Audience members sat in silence as a rhythm started from the balafon, an instrument similar to a xylophone. From the initial simple beat, one drum joined in, and then another, until finally it was a group of more than 10 students playing one cohesive song despite the diversity of the performers and their instruments.
The African Drum Ensemble, made up of about 15 students, came together yesterday night to drum as “oral historians” for a packed choral room in the Clarice Smith Performing Arts Center. The event, which described the history of Africa through music, attracted about 40 professors, students and community members.
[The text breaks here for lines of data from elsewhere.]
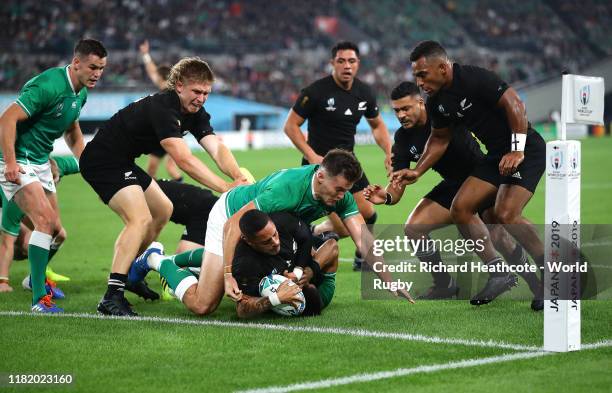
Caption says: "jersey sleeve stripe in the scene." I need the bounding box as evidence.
[15,99,32,117]
[344,210,359,219]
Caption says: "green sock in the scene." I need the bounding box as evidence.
[172,248,204,267]
[28,231,51,304]
[47,244,60,263]
[159,259,198,300]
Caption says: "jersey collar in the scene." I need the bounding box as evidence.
[310,165,319,201]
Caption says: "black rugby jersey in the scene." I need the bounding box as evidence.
[391,121,484,183]
[90,90,214,159]
[426,63,533,157]
[293,75,378,156]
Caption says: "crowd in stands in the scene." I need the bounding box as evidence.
[0,0,612,107]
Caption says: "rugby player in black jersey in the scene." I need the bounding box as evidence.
[80,58,246,315]
[364,82,539,306]
[232,210,338,318]
[394,41,546,304]
[284,42,391,270]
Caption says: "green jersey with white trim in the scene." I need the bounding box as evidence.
[225,165,359,223]
[51,156,80,177]
[7,66,87,165]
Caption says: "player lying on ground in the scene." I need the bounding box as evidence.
[80,58,246,316]
[129,210,338,317]
[393,41,546,310]
[126,179,219,300]
[0,40,107,313]
[284,42,391,270]
[364,82,540,303]
[129,149,412,315]
[0,157,79,299]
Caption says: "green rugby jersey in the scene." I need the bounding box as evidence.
[51,156,80,177]
[225,165,359,223]
[7,66,87,165]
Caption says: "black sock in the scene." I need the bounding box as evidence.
[49,243,59,262]
[487,257,508,277]
[508,244,540,295]
[104,273,127,299]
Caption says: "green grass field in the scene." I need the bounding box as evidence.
[0,138,612,393]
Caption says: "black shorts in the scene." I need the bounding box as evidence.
[423,180,462,210]
[79,142,153,204]
[470,131,546,193]
[181,219,206,247]
[302,158,370,194]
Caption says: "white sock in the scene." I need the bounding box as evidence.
[147,253,164,272]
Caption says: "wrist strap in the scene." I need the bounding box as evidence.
[293,266,304,281]
[385,191,393,205]
[510,132,527,151]
[268,293,280,307]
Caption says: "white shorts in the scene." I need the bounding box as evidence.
[0,160,55,201]
[204,192,229,257]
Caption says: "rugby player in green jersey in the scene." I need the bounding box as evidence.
[0,39,107,313]
[0,156,79,299]
[131,149,412,315]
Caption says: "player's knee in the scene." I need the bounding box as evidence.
[495,206,518,224]
[54,226,68,244]
[451,202,475,224]
[364,212,378,225]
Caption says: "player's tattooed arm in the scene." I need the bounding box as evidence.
[236,294,272,318]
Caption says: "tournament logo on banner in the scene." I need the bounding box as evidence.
[580,85,591,105]
[547,146,567,179]
[576,85,593,116]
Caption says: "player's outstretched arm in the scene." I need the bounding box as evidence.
[391,128,452,187]
[343,214,414,303]
[236,280,302,318]
[223,201,255,301]
[497,87,529,176]
[363,183,406,205]
[200,135,246,180]
[283,109,323,164]
[160,138,232,192]
[64,120,85,158]
[0,103,28,184]
[366,114,391,172]
[139,40,166,90]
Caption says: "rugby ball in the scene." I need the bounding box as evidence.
[259,274,306,317]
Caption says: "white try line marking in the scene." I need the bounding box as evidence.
[0,311,542,351]
[236,341,612,393]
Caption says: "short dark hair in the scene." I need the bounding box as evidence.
[391,81,421,100]
[238,209,270,239]
[332,41,359,59]
[74,38,108,59]
[321,149,363,183]
[410,41,448,61]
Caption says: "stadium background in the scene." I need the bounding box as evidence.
[0,0,612,392]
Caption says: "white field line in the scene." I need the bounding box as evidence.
[236,340,612,393]
[0,311,542,351]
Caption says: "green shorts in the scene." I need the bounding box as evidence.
[317,273,336,308]
[0,192,25,236]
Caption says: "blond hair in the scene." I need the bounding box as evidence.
[167,57,215,90]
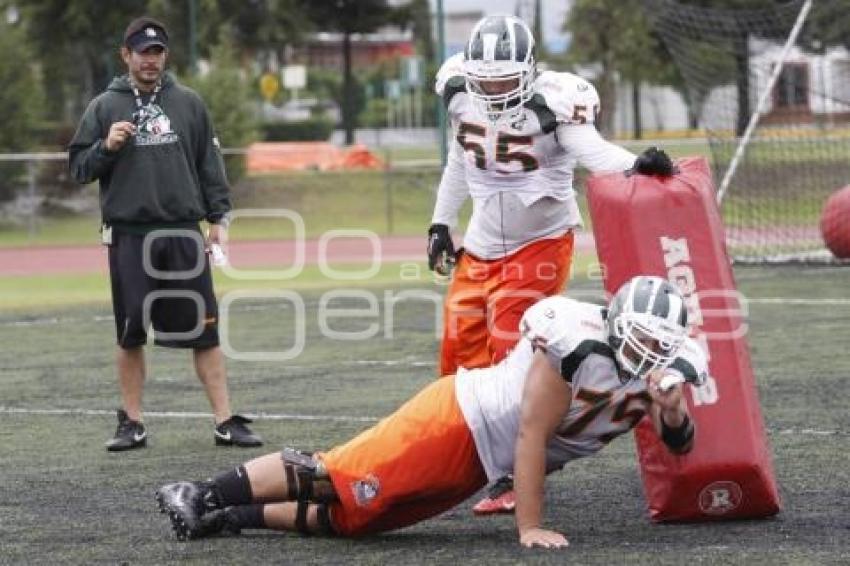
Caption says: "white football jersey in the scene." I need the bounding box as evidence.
[456,296,707,481]
[432,54,635,259]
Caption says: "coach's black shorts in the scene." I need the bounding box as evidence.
[109,228,219,349]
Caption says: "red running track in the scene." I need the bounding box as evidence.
[0,232,593,277]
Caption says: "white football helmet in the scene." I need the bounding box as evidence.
[608,276,688,377]
[463,16,536,122]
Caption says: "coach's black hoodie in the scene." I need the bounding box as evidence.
[68,73,230,230]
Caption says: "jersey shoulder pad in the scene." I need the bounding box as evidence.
[520,296,607,368]
[434,53,466,107]
[668,338,708,385]
[534,71,599,124]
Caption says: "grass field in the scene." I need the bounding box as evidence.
[0,140,708,247]
[0,267,850,565]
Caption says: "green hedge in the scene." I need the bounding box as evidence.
[261,118,334,141]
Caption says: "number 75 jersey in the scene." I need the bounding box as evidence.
[436,54,599,206]
[456,296,706,480]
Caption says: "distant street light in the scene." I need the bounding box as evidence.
[6,4,21,26]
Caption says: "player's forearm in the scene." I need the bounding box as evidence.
[557,124,637,172]
[514,430,546,534]
[431,144,469,228]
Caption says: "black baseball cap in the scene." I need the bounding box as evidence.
[124,16,168,51]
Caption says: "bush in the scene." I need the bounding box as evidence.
[262,118,334,141]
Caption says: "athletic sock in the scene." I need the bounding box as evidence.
[213,466,251,507]
[226,503,266,529]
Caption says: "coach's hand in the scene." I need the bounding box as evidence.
[428,224,457,275]
[519,528,570,548]
[104,120,136,152]
[632,147,674,177]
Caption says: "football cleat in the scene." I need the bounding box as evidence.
[472,476,516,515]
[214,415,263,447]
[155,481,221,540]
[106,409,148,452]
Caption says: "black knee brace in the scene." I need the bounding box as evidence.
[281,448,338,535]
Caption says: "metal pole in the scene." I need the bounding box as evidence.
[189,0,198,75]
[27,160,38,238]
[437,0,449,167]
[717,0,814,206]
[384,147,395,236]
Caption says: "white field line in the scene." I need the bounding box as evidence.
[0,405,846,436]
[0,297,850,327]
[0,405,380,423]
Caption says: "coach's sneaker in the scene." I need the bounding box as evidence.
[106,409,148,452]
[155,481,221,540]
[215,415,263,447]
[472,476,516,515]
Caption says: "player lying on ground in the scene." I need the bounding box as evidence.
[156,277,706,547]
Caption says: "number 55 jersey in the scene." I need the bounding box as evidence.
[455,296,707,481]
[432,54,635,259]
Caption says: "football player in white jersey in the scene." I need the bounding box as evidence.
[428,16,672,515]
[156,277,707,548]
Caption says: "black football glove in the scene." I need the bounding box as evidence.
[428,224,457,275]
[631,147,675,177]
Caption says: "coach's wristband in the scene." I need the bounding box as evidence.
[207,213,230,230]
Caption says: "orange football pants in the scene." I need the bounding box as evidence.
[440,232,573,375]
[320,376,487,536]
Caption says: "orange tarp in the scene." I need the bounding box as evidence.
[245,142,384,173]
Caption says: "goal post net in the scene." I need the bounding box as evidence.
[644,0,850,262]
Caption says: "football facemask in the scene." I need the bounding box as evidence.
[463,16,536,122]
[608,277,688,378]
[614,313,686,377]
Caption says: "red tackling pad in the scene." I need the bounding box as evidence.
[588,158,779,521]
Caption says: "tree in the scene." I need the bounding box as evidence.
[564,0,675,137]
[185,29,258,180]
[300,0,409,145]
[0,22,43,200]
[21,0,147,119]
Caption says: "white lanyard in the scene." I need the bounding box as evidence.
[128,77,162,110]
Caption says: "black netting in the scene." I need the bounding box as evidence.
[645,0,850,261]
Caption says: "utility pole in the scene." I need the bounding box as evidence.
[437,0,449,167]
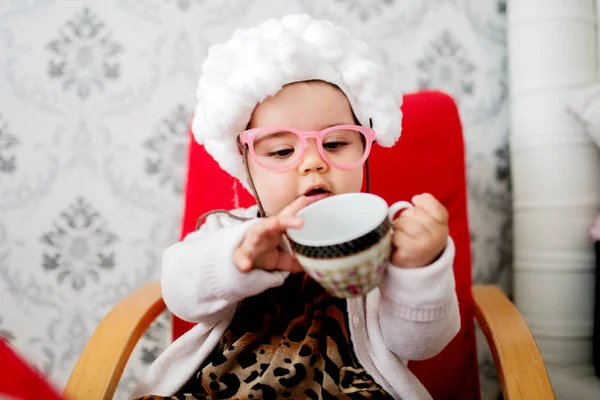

“It’s really important that you understand that those instruments and rhythms are part of a culture,” said professor and performer Amadou Kouyate.
As an ensemble class, both beginners and experts were required to collaborate in one performance.
“Presenting to the community is just as much a part of the learning as [rehearsal],” Kouyate said.
Students agreed that the recital was an essential aspect of the class, but for different reasons.
“You’re working for something,” said senior linguistics major Brian Robinson. “It gives meaning to each rehearsal.”
The students in the performance, which took place as a part of MUSC129D: African Drumming and MUSC129E: Advanced African Drumming, used instruments from drums, including a dununba, sangban, djembe and kenkeni, to a balafon to their own voices to pass on African history, said professor and performer Mahiri Keita.
Each student transformed the drum from a simplistic instrument to a complex tool during the group performance, making many different sounds by using the positioning of the drum and their hands. All the while, they listened and changed their actions to work with the group’s sound.
As Keita whistled and yelled to signal a transition into a new section of the song, performers laughed and interacted with him and each other, switching rhythms quickly and cleanly.
Learning to play together and communicate as a group is often the hardest part of the class, Kouyate said.
Audience members said they enjoyed the ensemble’s performance.
Senior anthropology major Christian Baer, who had seen Kouyate twice before, said it was “cool” to see him perform in a group, rather than a solo, setting.
Even though much of the audience was made up of students who were fulfilling a requirement for music classes, according to Baer, performers kept spectators on their toes by constantly switching the rhythm.
Each rhythm represented a different ritual, Keita said.
“There is a reason why we do things,” he said. “The day a situation stops, the rhythm dies with it.”